Payment appears generally to be intended to offset against the business’s running balance account. That is, in general, the cash boost will act as a reduction of the liability on the BAS. Given that the intention was to give a cash boost to businesses, having this treated as a reduction in a liability that the business may have been able to defer with help from the ATO anyway means that it may not create much of a boost. However, there is hope. The ATO can choose not to offset the boost payment and can choose, instead to pay it directly to the business. Let’s hope sanity prevails.

Instant Asset Write-off

For the extension of the instant asset write-off, for assets first used (or installed ready for use) from 12 March to 30 June 2020 the asset value threshold increases to $150,000 from $30,000; and the turnover eligibility threshold increases to $500m from $50m. The only sting in the tail here is that the current income year has to finish on or before 30 June 2020. So, taxpayers whose income year runs to 31 December, rather than 30 June, will not be able to take advantage.

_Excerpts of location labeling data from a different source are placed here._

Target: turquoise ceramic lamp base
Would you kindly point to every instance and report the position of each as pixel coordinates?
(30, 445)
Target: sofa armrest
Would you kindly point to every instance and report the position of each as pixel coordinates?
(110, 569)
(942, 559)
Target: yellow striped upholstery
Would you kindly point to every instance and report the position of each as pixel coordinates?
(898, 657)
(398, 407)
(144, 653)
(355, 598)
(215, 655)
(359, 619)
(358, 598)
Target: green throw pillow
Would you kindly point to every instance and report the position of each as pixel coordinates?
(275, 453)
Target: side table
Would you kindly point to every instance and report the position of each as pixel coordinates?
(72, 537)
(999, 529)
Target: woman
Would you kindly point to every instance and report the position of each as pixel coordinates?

My key advice is that businesses should still lodge their BAS on time. Negotiating debt deferrals is a much better option than not lodging and exposing directors to personal liability for unpaid taxes and a loss of tax deductions, which is what can happen where BASs are lodged late.

JobKeeper Package

The wage subsidy scheme means that eligible employers – those with turnovers of under $1 billion that have taken a 30 per cent hit and turnovers of over $1 billion that have taken a 50 per cent hit – will receive a $1500 per fortnight job keeper payment. This must be paid (before tax) to each employee as at 1 March who has either been stood down since that date or will be kept on over the next six months.

The extension of this measure to sole traders who have an ABN will be a huge relief. At present, few of the stimulus measures have helped this group specifically. This package will provide them with some hope of coming out the other side of this crisis.”

For an employee stood down entirely, the payment will be worth $1308 per fortnight after tax ($1500 less $192 PAYG withholding, assuming claim of the tax free threshold and no HECS debt etc).